O. Remigiusz Recław SJ przyjechał do Ciechanowa głosić konferencje, spowiadać i rozmawiać z młodymi. W kazaniu podczas popołudniowej Eucharystii pochylił się nad słowami setnika, które wybrzmiały w sobotniej Ewangelii.
- Młodzi bardzo często zadają sobie pytanie o swoją wiarę. Dobrze wtedy pamiętać, że Pan Bóg widzi nas inaczej. Być może patrzy tak jak na setnika w dzisiejszej Ewangelii i mówi, że takiej wiary, którą teraz masz, nie widział nigdy wcześniej. Chcesz być szczęśliwy?
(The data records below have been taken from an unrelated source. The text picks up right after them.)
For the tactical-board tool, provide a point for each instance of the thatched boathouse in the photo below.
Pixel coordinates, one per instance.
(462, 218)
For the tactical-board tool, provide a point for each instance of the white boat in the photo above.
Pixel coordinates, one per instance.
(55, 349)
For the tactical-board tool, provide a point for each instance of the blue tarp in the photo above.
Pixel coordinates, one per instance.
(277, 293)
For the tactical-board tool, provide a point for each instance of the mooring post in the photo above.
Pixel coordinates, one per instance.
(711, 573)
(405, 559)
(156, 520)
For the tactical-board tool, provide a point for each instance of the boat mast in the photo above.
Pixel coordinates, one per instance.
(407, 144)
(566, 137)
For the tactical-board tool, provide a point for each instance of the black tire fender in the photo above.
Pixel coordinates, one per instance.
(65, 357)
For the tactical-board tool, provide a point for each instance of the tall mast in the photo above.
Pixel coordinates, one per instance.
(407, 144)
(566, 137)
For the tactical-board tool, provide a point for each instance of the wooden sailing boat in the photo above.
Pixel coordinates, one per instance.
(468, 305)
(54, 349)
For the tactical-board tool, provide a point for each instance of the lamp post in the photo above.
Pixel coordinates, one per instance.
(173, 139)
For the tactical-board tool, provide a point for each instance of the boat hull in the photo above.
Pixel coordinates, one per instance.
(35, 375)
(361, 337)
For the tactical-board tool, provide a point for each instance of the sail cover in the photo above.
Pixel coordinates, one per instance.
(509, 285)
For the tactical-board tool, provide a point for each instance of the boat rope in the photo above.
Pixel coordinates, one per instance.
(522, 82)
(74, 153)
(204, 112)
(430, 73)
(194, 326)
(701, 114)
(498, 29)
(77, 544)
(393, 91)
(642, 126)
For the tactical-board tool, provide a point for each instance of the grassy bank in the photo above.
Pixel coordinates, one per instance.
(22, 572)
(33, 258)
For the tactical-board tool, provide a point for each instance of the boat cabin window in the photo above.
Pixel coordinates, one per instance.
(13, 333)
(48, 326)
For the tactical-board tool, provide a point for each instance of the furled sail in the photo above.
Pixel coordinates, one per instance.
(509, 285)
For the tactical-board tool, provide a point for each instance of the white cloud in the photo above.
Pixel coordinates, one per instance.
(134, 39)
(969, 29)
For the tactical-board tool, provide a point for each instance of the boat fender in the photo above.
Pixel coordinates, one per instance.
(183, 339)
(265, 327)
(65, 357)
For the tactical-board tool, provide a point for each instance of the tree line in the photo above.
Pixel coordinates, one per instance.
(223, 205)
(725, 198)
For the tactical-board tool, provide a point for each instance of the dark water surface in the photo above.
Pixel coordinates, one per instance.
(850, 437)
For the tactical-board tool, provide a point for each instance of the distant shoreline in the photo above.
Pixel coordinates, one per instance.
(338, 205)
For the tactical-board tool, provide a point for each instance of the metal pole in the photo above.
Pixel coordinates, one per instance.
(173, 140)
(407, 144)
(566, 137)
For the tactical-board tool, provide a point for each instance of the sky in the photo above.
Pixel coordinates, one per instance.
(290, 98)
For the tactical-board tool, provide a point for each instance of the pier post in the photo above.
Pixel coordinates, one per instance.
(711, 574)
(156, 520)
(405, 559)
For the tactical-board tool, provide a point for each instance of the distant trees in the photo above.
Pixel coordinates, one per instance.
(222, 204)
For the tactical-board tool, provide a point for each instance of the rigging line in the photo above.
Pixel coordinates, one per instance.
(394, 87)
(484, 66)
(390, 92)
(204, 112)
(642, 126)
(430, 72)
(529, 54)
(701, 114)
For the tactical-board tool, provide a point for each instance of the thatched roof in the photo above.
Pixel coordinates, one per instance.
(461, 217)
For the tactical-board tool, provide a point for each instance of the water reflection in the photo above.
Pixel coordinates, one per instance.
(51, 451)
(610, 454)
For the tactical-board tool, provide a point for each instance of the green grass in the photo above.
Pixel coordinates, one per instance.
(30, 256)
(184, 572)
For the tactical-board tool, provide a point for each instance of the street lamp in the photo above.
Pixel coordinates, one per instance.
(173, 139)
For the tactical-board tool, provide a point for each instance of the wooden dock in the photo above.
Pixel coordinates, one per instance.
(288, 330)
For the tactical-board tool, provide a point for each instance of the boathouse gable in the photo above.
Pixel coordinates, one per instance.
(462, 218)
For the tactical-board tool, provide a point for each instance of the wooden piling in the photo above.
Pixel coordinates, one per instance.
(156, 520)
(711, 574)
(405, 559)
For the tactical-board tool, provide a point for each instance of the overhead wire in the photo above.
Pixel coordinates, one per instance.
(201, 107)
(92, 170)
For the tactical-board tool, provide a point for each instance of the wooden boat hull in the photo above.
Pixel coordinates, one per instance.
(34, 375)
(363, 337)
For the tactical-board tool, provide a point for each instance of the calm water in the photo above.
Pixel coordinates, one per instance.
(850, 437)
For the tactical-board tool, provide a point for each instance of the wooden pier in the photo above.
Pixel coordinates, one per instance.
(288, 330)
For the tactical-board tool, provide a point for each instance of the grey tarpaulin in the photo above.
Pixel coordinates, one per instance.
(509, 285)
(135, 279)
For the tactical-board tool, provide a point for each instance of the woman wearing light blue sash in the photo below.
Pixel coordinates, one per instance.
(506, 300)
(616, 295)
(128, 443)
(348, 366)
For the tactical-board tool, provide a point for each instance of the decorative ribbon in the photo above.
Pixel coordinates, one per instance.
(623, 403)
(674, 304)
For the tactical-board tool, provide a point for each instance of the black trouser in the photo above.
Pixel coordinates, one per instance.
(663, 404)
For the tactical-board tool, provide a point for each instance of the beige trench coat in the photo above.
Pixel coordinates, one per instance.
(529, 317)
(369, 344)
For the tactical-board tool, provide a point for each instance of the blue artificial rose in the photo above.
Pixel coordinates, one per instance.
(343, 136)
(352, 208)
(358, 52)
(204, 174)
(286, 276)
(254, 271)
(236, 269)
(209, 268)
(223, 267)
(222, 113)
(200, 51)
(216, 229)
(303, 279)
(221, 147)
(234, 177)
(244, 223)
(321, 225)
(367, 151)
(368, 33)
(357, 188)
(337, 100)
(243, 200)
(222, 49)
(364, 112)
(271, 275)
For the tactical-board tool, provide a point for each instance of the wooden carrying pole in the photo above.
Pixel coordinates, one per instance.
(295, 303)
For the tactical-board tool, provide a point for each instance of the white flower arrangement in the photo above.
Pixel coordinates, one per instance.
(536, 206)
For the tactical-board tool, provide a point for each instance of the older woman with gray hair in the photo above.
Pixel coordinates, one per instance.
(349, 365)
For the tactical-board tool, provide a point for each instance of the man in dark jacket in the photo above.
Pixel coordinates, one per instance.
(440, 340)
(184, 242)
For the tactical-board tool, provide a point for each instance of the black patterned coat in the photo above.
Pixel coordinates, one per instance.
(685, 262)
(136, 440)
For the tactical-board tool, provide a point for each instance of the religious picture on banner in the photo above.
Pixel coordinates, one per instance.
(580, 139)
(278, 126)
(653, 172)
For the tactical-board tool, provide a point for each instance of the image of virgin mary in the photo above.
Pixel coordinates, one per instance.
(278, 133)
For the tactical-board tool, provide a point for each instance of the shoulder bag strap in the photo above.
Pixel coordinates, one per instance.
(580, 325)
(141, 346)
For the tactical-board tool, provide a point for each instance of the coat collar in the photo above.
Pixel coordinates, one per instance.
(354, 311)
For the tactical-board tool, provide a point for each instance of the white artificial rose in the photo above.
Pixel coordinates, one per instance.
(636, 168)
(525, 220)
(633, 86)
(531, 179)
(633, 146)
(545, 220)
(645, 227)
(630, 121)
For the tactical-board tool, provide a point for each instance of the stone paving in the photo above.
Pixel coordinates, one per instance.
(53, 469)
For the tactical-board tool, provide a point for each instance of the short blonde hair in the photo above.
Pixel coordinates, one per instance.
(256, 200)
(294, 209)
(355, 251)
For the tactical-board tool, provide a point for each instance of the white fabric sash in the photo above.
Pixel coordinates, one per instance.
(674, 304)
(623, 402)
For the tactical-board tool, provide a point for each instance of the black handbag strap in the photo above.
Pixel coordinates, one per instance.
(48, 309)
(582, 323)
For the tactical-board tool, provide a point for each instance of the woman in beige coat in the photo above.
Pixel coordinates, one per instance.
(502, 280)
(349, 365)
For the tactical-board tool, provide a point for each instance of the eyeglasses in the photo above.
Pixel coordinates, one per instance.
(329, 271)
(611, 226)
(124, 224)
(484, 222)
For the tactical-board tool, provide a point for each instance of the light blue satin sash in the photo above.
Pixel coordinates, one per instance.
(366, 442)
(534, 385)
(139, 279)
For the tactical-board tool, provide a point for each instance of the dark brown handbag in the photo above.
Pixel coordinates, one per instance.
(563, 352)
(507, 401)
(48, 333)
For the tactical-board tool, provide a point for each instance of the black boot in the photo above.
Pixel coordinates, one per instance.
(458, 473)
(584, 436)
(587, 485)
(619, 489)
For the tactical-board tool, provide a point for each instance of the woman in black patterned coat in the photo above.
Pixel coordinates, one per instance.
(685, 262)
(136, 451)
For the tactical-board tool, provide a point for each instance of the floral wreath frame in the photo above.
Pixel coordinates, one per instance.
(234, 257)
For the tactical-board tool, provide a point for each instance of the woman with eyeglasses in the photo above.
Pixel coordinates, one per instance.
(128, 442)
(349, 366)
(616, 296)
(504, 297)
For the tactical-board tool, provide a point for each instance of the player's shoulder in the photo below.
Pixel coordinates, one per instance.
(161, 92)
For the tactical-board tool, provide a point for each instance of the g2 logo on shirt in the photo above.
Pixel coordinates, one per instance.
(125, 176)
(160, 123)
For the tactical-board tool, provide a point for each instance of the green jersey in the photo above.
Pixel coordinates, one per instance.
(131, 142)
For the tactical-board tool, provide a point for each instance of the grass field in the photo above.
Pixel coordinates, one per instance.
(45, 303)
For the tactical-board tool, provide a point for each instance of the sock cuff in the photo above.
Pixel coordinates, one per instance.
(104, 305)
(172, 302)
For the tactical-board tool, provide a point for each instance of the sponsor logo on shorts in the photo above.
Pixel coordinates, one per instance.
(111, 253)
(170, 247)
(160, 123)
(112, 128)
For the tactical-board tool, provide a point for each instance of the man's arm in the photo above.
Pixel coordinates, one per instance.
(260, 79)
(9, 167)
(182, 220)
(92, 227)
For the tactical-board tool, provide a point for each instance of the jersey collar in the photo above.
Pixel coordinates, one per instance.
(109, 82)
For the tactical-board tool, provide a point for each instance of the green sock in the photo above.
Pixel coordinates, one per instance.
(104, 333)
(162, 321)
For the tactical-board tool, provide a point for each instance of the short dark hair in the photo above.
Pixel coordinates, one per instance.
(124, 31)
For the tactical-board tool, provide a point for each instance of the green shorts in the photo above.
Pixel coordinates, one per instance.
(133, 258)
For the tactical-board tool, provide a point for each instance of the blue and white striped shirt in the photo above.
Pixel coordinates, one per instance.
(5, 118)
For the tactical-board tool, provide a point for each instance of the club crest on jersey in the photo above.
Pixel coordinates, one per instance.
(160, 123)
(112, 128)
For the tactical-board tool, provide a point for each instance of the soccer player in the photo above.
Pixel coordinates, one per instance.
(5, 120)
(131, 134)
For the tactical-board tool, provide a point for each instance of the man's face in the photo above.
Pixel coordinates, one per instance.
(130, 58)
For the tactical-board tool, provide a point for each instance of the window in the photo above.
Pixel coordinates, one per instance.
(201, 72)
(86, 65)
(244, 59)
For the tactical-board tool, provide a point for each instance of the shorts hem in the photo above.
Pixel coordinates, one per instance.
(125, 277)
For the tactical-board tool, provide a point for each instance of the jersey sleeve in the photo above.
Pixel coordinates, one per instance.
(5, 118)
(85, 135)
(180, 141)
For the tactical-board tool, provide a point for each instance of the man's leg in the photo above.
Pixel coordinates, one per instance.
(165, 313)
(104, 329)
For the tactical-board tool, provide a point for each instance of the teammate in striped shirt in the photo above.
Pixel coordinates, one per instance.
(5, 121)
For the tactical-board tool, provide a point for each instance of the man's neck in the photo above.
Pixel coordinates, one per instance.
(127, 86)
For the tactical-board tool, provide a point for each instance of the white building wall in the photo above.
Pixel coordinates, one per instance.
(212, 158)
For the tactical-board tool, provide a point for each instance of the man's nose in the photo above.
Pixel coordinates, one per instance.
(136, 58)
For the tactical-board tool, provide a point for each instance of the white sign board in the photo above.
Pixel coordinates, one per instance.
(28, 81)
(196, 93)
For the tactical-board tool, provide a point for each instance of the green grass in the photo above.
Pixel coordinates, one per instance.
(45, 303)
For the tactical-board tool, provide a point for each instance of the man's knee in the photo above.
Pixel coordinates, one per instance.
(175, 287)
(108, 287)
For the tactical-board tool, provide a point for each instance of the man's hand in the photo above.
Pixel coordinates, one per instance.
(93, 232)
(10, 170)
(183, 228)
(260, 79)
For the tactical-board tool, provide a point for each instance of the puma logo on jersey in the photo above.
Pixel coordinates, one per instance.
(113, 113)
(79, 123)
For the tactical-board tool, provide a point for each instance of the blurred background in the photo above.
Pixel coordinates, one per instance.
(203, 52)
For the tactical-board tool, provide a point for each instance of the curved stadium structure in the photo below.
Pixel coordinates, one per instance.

Rób to, co mówi ci Jezus. Oczywiście my nie zawsze słyszymy Jego głos w sercu, bo nie da się być non stop na takim uniesieniu duchowym. Pan Bóg raz mówi głośniej, a raz ciszej. Usłyszeć ten głos, to jest wielkie doświadczenie łaski, ale ważne jest, aby być wiernym Bogu nawet wtedy, kiedy Jego głosu nie słyszymy. Wtedy ważna jest wierność. Dlatego pozostańcie wierni Bogu - mówił jezuita.
- Dziś potrzebujemy nadziei. Potrzebujemy nadziei w kościele. Do serca biorę sobie słowa Jana Pawła II o "człowieku nadziei" i zachęcam was jako ludzi wiary, żebyście dawali nadzieję innym. Zwłaszcza dzisiaj, kiedy tyle osób w kościele doświadcza trudności i gubi swój fundament. Bądźcie świadkami Chrystusa, nie porównując jedni drugich. W uniżeniu budźmy nadzieję, dawajmy ludziom Chrystusa. To jest największa ewangelizacja i do tego jesteśmy Chrystusowi potrzebni - dodał o. Recław.
Na spotkanie z młodymi i ich kapłanami przyjechał także bp Mirosław Milewski, który przewodniczył Mszy św. i modlił w intencji młodzieży. - Dziękuję za waszą obecność. To dla mnie wielka łaska, że mogę tu z wami być. Życzę wam, abyście mieli w swoim sercu głęboką wiarę w Jezusa, który żyje, działa i jest pośród nas - powiedział bp Milewski.
Przy okazji spotkania biskup podziękował także młodym za ich działalność ewangelizacyjną w sieci i apelował, aby nie rezygnowali z realizacji pomysłów takich jak "Projekt słowo", które, jak podkreślał hierarcha, są potrzebne i przynoszą dobre owoce. - Róbcie to dalej. To jest żywe prawdziwe słowo. Prawie codziennie oglądam wasze produkcje i bardzo za nie dziękuję - zapewniał.
Młodzi zakończyli dzień poprzez modlitwę, śpiew i taniec z flagami, które niczym skrzydła aniołów wirowały nad głowami zanurzonych w modlitwie ludzi.